Jürgen Habermas warf im Zuge seiner Auseinandersetzung mit der ersten Generation der Frankfurter Schule Fragen auf, die bis heute die Debatten prägen: Wie und aus welchen Gründen ist die bestehende Gesellschaft zu kritisieren? Welche normativen Kriterien liegen unserer Bewertung des status quo zugrunde? Und was ist die Quelle dieser Kriterien? Adorno und Horkheimer, so Habermas, hätten auf Grundlage ihrer Vernunft-Genealogie in der Dialektik der Aufklärung keine schlüssige Antwort auf diese Fragen mehr geben können; die von Beginn an mit Instrumentalisierung und sozialer Herrschaft verstrickte, schließlich im Menschheitsverbrechen des Holocaust mündende Vernunft konnte ihnen nicht länger als emanzipatorischer Bezugspunkt dienen.
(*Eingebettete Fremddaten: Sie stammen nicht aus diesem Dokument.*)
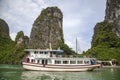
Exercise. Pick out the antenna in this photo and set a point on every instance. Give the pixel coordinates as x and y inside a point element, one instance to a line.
<point>77,46</point>
<point>50,47</point>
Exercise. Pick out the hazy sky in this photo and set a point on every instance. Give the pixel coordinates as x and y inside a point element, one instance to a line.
<point>79,17</point>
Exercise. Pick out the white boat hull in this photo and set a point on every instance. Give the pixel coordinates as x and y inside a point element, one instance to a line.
<point>59,68</point>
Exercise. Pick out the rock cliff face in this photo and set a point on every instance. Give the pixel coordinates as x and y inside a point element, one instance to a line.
<point>47,28</point>
<point>4,29</point>
<point>106,38</point>
<point>113,14</point>
<point>21,39</point>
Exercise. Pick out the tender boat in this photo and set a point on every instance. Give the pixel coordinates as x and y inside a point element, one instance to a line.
<point>53,60</point>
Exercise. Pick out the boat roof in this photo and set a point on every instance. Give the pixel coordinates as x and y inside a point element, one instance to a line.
<point>45,50</point>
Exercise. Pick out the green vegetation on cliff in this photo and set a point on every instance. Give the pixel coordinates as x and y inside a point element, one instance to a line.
<point>105,43</point>
<point>11,52</point>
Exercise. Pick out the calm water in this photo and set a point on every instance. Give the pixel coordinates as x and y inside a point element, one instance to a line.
<point>16,72</point>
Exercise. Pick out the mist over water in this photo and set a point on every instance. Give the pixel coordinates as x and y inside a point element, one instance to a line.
<point>16,72</point>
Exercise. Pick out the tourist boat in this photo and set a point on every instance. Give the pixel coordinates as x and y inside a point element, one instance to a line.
<point>53,60</point>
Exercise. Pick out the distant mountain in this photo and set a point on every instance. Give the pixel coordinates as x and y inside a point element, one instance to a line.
<point>106,39</point>
<point>47,28</point>
<point>11,52</point>
<point>4,29</point>
<point>6,44</point>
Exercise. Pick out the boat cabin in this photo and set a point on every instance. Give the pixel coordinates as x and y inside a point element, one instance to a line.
<point>55,57</point>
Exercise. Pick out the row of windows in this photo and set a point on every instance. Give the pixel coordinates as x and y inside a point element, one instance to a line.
<point>36,52</point>
<point>71,62</point>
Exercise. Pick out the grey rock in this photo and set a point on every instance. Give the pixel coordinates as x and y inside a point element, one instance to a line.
<point>47,28</point>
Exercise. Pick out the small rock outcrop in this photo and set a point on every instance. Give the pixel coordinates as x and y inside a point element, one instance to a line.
<point>47,28</point>
<point>21,39</point>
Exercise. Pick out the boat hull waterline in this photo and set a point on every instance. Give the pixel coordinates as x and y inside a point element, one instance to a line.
<point>59,68</point>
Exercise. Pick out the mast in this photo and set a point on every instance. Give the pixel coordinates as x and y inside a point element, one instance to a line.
<point>76,46</point>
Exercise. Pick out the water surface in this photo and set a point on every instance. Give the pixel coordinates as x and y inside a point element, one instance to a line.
<point>16,72</point>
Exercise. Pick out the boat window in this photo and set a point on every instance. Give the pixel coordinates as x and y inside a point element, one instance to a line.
<point>86,62</point>
<point>79,62</point>
<point>41,52</point>
<point>65,62</point>
<point>57,62</point>
<point>72,62</point>
<point>45,52</point>
<point>32,60</point>
<point>35,52</point>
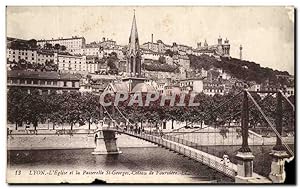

Die Begründer der Kritischen Theorie hätten die normativen Grundlagen ihrer eigenen Kritik diskreditiert und sich damit buchstäblich den Boden unter den Füßen weggezogen. Um dieses normative Begründungsdefizit seiner Vorgänger zu beheben, arbeitete Habermas an einer sprechakttheoretischen Lösung: Jeder, der sich auf eine Argumentation einlässt, erhebe (implizit) Geltungsansprüche, aus denen sich ein oberstes Moralprinzip ableiten lasse. Ähnlich wie der kategorische Imperativ Kants formuliert die Diskursethik nicht selbst konkrete soziale Normen, sondern stellt mit dem Universalisierungsgrundsatz ein Prüfverfahren zur Verfügung, das nicht von den Wertorientierungen dieser Gesellschaft abhängig ist, sondern sich aus dem normativen Telos der Sprache ergebe.
Veranstaltungsformat: Alle 14 Tage findet eine Videokonferenz (BigBlueButton) statt, in der die zwischenzeitlich vorzubereitenden Textabschnitte besprochen werden.
Literatur: Alle Texte, die besprochen werden, stehen unter dem Reiter "Dateien" als Scan zur Verfügung.